A laptop computer is required to complete the in-class exercises.

**Software**

R (https://www.r-project.org/) and R Studio (https://www.rstudio.com/products/rstudio/) are available at no cost and are needed for this course.

**Course content**

Machine learning, put simply, involves teaching computers to learn from experience, typically for the purpose of identifying or responding to patterns or making predictions about what may happen in the future. This course is intended to be an introduction to machine learning methods through the exploration of real-world examples. We will cover the basic math and statistical theory needed to understand and apply many of the most common machine learning techniques, but no advanced math or programming skills are required. The target audience may include social scientists or practitioners who are interested in understanding more about these methods and their applications. Students with extensive programming or statistics experience may be better served by a more theoretical course on these methods.

**Structure**

The course will be designed to be interactive, with ample time for hands-on practice with the Machine Learning methods. Each day will include several lectures based on a Machine Learning topic, in addition to hands-on “lab” sections to apply the learnings to new datasets (or your own data, if desired).

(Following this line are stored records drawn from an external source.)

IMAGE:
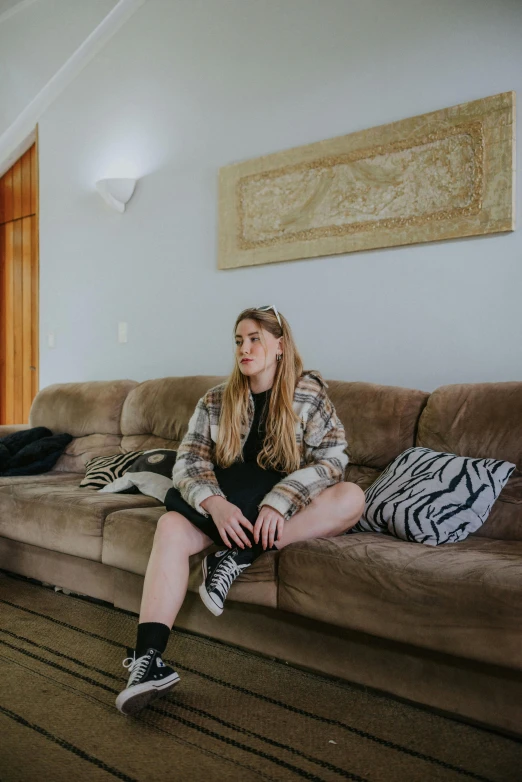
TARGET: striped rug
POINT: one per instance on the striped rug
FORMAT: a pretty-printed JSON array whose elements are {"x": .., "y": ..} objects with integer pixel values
[{"x": 234, "y": 716}]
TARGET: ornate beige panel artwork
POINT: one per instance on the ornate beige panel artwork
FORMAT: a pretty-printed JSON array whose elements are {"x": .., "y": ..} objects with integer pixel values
[{"x": 437, "y": 176}]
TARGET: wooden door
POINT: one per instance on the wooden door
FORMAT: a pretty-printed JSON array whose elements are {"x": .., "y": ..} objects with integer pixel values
[{"x": 19, "y": 376}]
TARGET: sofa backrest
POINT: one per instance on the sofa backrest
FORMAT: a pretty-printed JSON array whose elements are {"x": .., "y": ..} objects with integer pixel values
[
  {"x": 156, "y": 413},
  {"x": 483, "y": 420},
  {"x": 90, "y": 412},
  {"x": 380, "y": 421}
]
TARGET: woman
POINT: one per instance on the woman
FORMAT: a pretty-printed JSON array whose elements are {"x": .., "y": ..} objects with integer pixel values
[{"x": 261, "y": 466}]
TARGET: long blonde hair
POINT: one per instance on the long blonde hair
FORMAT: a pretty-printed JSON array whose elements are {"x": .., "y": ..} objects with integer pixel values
[{"x": 280, "y": 450}]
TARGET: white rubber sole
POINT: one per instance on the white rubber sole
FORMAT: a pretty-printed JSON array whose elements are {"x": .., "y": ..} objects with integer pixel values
[
  {"x": 207, "y": 600},
  {"x": 133, "y": 699}
]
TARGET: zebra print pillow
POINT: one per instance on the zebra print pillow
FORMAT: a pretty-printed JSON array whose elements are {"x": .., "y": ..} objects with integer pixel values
[
  {"x": 105, "y": 469},
  {"x": 432, "y": 497}
]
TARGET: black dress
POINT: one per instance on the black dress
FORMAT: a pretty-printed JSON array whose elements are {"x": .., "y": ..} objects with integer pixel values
[{"x": 243, "y": 483}]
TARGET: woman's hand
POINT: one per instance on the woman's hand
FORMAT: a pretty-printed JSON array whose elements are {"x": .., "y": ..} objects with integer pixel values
[
  {"x": 228, "y": 519},
  {"x": 267, "y": 524}
]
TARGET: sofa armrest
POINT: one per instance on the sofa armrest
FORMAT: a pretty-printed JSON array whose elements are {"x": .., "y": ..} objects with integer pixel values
[{"x": 6, "y": 429}]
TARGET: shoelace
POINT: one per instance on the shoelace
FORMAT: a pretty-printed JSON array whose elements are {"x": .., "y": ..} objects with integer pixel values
[
  {"x": 136, "y": 667},
  {"x": 224, "y": 574}
]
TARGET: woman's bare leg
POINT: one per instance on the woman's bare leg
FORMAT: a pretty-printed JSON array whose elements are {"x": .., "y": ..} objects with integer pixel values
[
  {"x": 331, "y": 513},
  {"x": 166, "y": 578}
]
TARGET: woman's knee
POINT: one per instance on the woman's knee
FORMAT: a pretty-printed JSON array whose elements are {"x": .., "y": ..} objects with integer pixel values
[
  {"x": 352, "y": 498},
  {"x": 173, "y": 526}
]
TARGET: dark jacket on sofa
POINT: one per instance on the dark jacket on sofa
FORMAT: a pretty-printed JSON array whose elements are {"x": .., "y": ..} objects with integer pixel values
[{"x": 31, "y": 451}]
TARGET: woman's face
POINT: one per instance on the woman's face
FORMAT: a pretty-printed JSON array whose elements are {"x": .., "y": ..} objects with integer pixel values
[{"x": 249, "y": 346}]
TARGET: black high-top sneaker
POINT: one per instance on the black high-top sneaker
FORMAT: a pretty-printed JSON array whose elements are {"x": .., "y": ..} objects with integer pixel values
[
  {"x": 220, "y": 569},
  {"x": 149, "y": 678}
]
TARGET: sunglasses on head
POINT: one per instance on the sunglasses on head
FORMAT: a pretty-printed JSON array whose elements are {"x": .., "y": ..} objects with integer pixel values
[{"x": 267, "y": 307}]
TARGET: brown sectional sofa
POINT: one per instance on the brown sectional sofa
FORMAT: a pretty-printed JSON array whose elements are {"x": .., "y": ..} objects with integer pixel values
[{"x": 438, "y": 626}]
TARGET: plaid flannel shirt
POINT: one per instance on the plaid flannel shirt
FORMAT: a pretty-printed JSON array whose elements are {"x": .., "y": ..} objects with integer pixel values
[{"x": 319, "y": 433}]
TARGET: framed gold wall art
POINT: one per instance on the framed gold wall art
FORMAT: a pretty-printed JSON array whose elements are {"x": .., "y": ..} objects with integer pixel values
[{"x": 446, "y": 174}]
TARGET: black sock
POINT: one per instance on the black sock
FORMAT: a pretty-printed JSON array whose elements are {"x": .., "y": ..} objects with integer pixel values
[{"x": 153, "y": 635}]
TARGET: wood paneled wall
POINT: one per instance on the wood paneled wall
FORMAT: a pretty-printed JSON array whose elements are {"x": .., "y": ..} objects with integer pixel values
[{"x": 19, "y": 377}]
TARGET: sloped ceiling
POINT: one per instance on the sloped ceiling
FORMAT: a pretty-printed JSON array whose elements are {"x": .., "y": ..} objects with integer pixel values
[{"x": 43, "y": 46}]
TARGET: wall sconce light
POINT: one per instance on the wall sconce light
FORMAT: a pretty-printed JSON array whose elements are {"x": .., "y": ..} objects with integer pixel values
[{"x": 116, "y": 192}]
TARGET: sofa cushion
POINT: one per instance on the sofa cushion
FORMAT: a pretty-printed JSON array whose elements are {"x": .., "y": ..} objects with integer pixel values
[
  {"x": 464, "y": 599},
  {"x": 46, "y": 478},
  {"x": 127, "y": 542},
  {"x": 481, "y": 420},
  {"x": 83, "y": 410},
  {"x": 505, "y": 520},
  {"x": 60, "y": 516},
  {"x": 380, "y": 421},
  {"x": 156, "y": 413},
  {"x": 433, "y": 498}
]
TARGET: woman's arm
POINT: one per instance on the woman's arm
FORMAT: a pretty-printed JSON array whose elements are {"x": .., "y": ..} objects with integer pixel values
[
  {"x": 193, "y": 474},
  {"x": 326, "y": 436}
]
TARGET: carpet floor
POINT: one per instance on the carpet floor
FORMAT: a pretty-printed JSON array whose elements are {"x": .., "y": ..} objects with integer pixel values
[{"x": 234, "y": 715}]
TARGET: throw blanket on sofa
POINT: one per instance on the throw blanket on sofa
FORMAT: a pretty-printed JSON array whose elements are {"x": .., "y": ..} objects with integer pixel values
[{"x": 31, "y": 451}]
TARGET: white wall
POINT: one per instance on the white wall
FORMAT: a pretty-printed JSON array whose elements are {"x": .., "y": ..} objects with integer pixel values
[
  {"x": 187, "y": 86},
  {"x": 35, "y": 42}
]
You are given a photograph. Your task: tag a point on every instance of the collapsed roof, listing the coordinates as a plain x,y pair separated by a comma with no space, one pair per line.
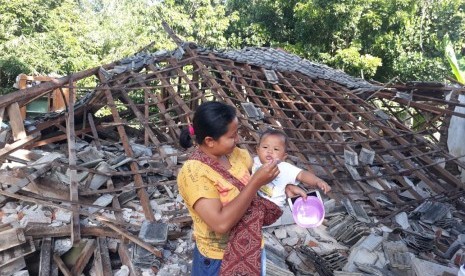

The schedule will be as follows:

*Day 1:* Introducing Machine Learning with R

- How machines learn
- Using R, R Studio, and R Markdown
- k-Nearest Neighbors
- Lab sections – installing R, using R Markdown, choosing own dataset (if desired)

*Day 2: *Intermediate ML Methods – Classification Models

- Quiz on Day 1 material
- Naïve Bayes
- Decision Trees and Rule Learners
- Lab sections – practicing with Naïve Bayes and decision trees

*Day 3: *Intermediate ML Methods – Numeric Prediction

- Quiz on Day 2 material
- Linear Regression
- Regression trees
- Logistic regression
- Lab sections – practicing with regression methods

*Day 4:* Advanced Classification Models

- Quiz on Day 3 material
- Neural Networks
- Support Vector Machines
- Random Forests
- Lab section – practice with neural networks, SVMs, and random forests

*Day 5: *Other ML Methods

- Quiz on Day 4 material
- Association Rules
- Hierarchical clustering
- k-Means clustering
- Lab section – practice with these methods, work on final report

**Literature**

**Mandatory**

Machine Learning with R (2nd ed.) by Brett Lantz (2015). Packt Publishing

**Supplementary / voluntary**

None required.

**Mandatory readings before course start**

Please install R and R Studio on your laptop prior to the 1st class. Be sure that these are working correctly and that external packages can be installed. Instructions for doing this are in the first chapter of Machine Learning with R.

**Examination part**

60% of the course grade will be based on a project and final report (approximately 2-3 pages), to be delivered within 2-3 weeks after the course in R Notebook format. This will be graded based on its use of the methods covered in class as well as making appropriate conclusions from the data. The remaining 40% will be based on four short quizzes, which are based on the topics covered on the previous day.

**Supplementary aids**

Students may reference literature and class materials as needed when writing the final project report. The short in-class quizzes will be closed book and will measure the student’s understanding of the material covered in the previous day’s class.

**Examination content**

The final project report should illustrate an ability to apply machine learning methods to a new dataset, which may be on a topic of the student’s choosing. The student should explore the data and explain the methods applied.

**Literature**

The quiz material will be based entirely on the lecture material, which is based on the required book, Machine Learning with R (2nd edition). Note that the lectures may include a small amount of additional material not found in the book.